I don’t know what the directors theme is on ITV racing, but we are now being bombarded with jumping stories from every angle. There was a good card at Doncaster on Saturday and this used to be the conclusion of the flat turf season where the presentations were made for winning jockey, trainer and owner. This has all gone by the board now and nobody has any idea of when it starts and ends and who the champion jockey is. If you went and asked any of the general public in any high street today you would no doubt be told Frankie Dettori, and they may have heard of Sir Michael Stoute, both of which are way out. The mess they have made of these awards will continue as long as we have people in charge who have very little idea of racing and what the professionals think.

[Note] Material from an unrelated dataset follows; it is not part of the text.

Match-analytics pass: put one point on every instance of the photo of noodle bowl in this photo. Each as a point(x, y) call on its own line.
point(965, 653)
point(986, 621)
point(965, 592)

The Casamento colt is now being ridden

Angie is now beginning to sort out the horses at the stud, starting with the yearlings that will come into me within the next 10 days. They will then move the weanlings over from one part of the stud to another for the winter, pregnant mares will move closer to the foaling boxes and the barren and maiden mares will be put together on another area of the land. We are also being inundated with stallions, new and old, for next seasons covering and there will be plenty of thought going into that in the next few months. You have got to decide whether you are breeding to race, or breeding to sell. Most of our owners breed to race, with just a few of their colts going off to pay a few bills. Breeding to race is a very different thought process because you can go to relatively anything, but the boys who have to sell their foals and yearlings to survive, have got to have an astrologer’s mind as it will be at least two or three years before they get a return on their investment. They have to foresee what is going to be popular in the sales ring at that time. A great slice of luck is what they need, both with the stallions and their offspring.